France is boosting its corporate clout with a law granting long-term shareholders, including the state, double voting rights in any companies that do not opt out.

Macron deployed €1.2 billion ($1.3 billion) of public cash to raise France’s Renault stake temporarily to 19.7% and block Ghosn’s opt-out proposal at the April shareholder meeting. Even after its holding is pared back to 15%, the state will command a blocking minority when the Florange law takes effect at the end of March.

Macron on Sunday reiterated the government’s compromise offer, first reported by Reuters, to limit the exercise of its additional voting rights to strategic questions.

But Renault’s proposal is likely to go much further, sources said, neutralizing its control with a binding pledge never to interfere in Nissan management, as demanded by the Japanese carmaker on Nov. 30 along with restrictions on the government votes.

As a safeguard, Nissan wants to be authorized to increase its 15% Renault stake if the promise is broken.

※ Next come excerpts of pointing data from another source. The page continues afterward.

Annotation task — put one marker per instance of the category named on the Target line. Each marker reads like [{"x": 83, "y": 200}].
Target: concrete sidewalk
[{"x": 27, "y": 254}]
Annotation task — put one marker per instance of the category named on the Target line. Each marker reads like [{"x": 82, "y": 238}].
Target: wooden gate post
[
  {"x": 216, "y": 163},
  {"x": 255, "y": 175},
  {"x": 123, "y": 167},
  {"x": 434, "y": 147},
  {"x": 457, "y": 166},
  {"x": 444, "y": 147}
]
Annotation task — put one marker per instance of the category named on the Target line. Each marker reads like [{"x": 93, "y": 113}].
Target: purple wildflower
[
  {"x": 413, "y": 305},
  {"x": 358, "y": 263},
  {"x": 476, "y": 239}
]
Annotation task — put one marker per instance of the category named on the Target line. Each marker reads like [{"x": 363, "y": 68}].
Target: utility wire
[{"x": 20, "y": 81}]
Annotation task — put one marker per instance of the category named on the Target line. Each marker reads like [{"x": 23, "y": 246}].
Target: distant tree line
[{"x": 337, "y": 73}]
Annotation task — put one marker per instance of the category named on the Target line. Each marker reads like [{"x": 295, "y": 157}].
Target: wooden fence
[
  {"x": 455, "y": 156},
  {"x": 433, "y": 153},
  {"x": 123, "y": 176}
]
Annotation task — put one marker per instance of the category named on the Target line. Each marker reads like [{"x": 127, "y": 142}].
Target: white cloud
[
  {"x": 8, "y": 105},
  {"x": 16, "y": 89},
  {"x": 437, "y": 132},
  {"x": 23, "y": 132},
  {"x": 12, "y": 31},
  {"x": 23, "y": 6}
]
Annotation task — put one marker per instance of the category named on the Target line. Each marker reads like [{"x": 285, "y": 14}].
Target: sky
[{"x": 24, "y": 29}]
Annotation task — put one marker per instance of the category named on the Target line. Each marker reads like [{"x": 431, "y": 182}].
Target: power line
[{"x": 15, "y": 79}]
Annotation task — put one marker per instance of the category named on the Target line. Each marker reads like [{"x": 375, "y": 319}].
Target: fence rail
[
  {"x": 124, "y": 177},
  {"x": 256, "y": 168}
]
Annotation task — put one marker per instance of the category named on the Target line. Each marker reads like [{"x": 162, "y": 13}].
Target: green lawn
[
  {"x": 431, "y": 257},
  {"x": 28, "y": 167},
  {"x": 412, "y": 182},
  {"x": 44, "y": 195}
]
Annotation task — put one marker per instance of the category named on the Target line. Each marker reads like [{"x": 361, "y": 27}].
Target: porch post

Once the holding reached 25%, Renault could lose the votes on its Nissan shares under Japanese law.

In a sign that Macron may have given some ground, French officials privately acknowledge that any last-minute compromise would likely require a Renault-Nissan deal adjusting their relationship, defined in a 2002 alliance master agreement.

But moves to end Renault control will meet stiff resistance, according to people familiar with government thinking.

“That’s not going to cut any ice,” said one. “With all the fuss they’ve made, Renault-Nissan have mainly succeeded in putting the state at the very center of their alliance.”

Besides Ghosn, the 19-member Renault board consists of 10 independent directors, who have so far backed the CEO; four workers’ representatives; two Nissan appointees; and two French government officials.

Macron has demanded that Ghosn and both Nissan appointees abstain from voting to avoid conflicts of interest, sources say.